Westinghouse Electric & Mfg. Co. v. Wadsworth Electric Mfg. Co.

HICKENLOOPER, Circuit Judge

(dissenting).

An anomalous situation is obviously presented where, as here, the Board of Examiners in Chief specifically found prior conception and reduction to practice by the junior applicant in an interference proceeding, but that the doctrine of Mason v. Hepburn applied and “priority” must therefore be awarded and a patent granted to the senior appli*450cant, and this holding is broadly affirmed by the commissioner. In such a case it would seem that the interference should have been dissolved and both applications rejected. Perhaps this question can be presented to the reviewing courts only after appeal to the Court of Customs and Patent Appeals from the decision of the commissioner, or by proof, in a subsequent suit for infringement, which meets all-the requirements of certainty and conviction; but I also feel that lack of exactly analogous precedent should not prevent extension to the present ease of the broad underlying principles of the decision in Morgan v. Daniels.

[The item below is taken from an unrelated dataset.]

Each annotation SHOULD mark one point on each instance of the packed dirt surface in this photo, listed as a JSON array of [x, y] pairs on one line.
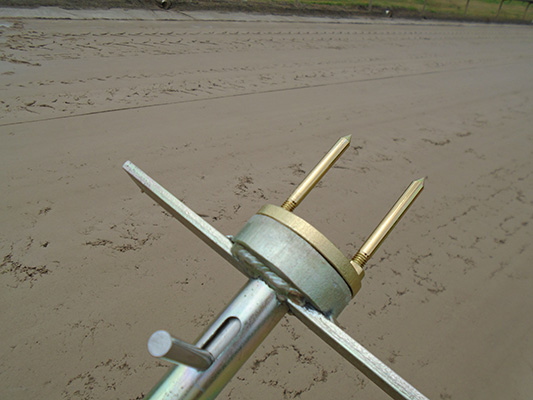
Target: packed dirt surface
[[229, 116]]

Were I not convinced in my own mind that the grant of a patent to Kries was wholly inconsistent with the finding of fact of prior conception and reduction to practice by Wadsworth, I should feel less justified in submitting this dissent; but that very issue of fact seems to me determinative of a contrary result in the Patent Office, and it is the administrative, decisions of fact, and not the ultimate and erroneous conclusions of law, with which we are here concerned, and with which the Supreme Court was concerned in Morgan v. Daniels. Compare also Johnson v. Towsley, 13 Wall. 72, 86, 20 L. Ed. 485.

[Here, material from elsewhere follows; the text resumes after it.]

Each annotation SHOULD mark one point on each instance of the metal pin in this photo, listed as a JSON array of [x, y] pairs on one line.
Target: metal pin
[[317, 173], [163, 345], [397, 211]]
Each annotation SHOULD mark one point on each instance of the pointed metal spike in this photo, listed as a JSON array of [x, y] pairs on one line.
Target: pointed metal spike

Nor can the result in the Patent Office be passed off as implying the necessary conclusion that Wadsworth’s action amounted only to an abandoned experiment. The board did not so find. The commissioner in no way intimated an opinion contrary to that of the board. Conceding that Wadsworth reduced his conception to practice in the full sense of the word, and that the board so found as a fact, the ultimate grant of a patent could be awarded Kries only upon a reversal of such finding, at least presumptively correct under Morgan v. Daniels, and the commissioner con-cededly did not reverse. The ease is not one for the strict application of principles of res adjudicata in courts of law, but one of the presumption of regularity, correctness, and finality of fact decisions by administrative officers or tribunals.

But if the case properly turns only upon the weight and eonelusiveness of the evidence of prior invention, I am of the opinion that the Kries patent is invalid. The entire record of the interference proceeding was stipulated into the present record. It is sufficient to here say that I was convinced by it and concur in the fact finding of the Board of Examiners in Chief. Certainly the evidence does not carry thorough conviction to the contrary, and 'this, I think, is sufficient under application to the doctrine of Morgan v. Daniels, even though that case is not precisely parallel in its facts. The lack of commercial use of the invention by Wadsworth is, of course, immaterial under Corona Co. v. Dovan Corp., 276 U. S. 358, 384, 48 S. Ct. 380, 72 L. Ed. 610. No test was necessary; the operativeness, as an anticipation, of the device actually made seems to me apparent.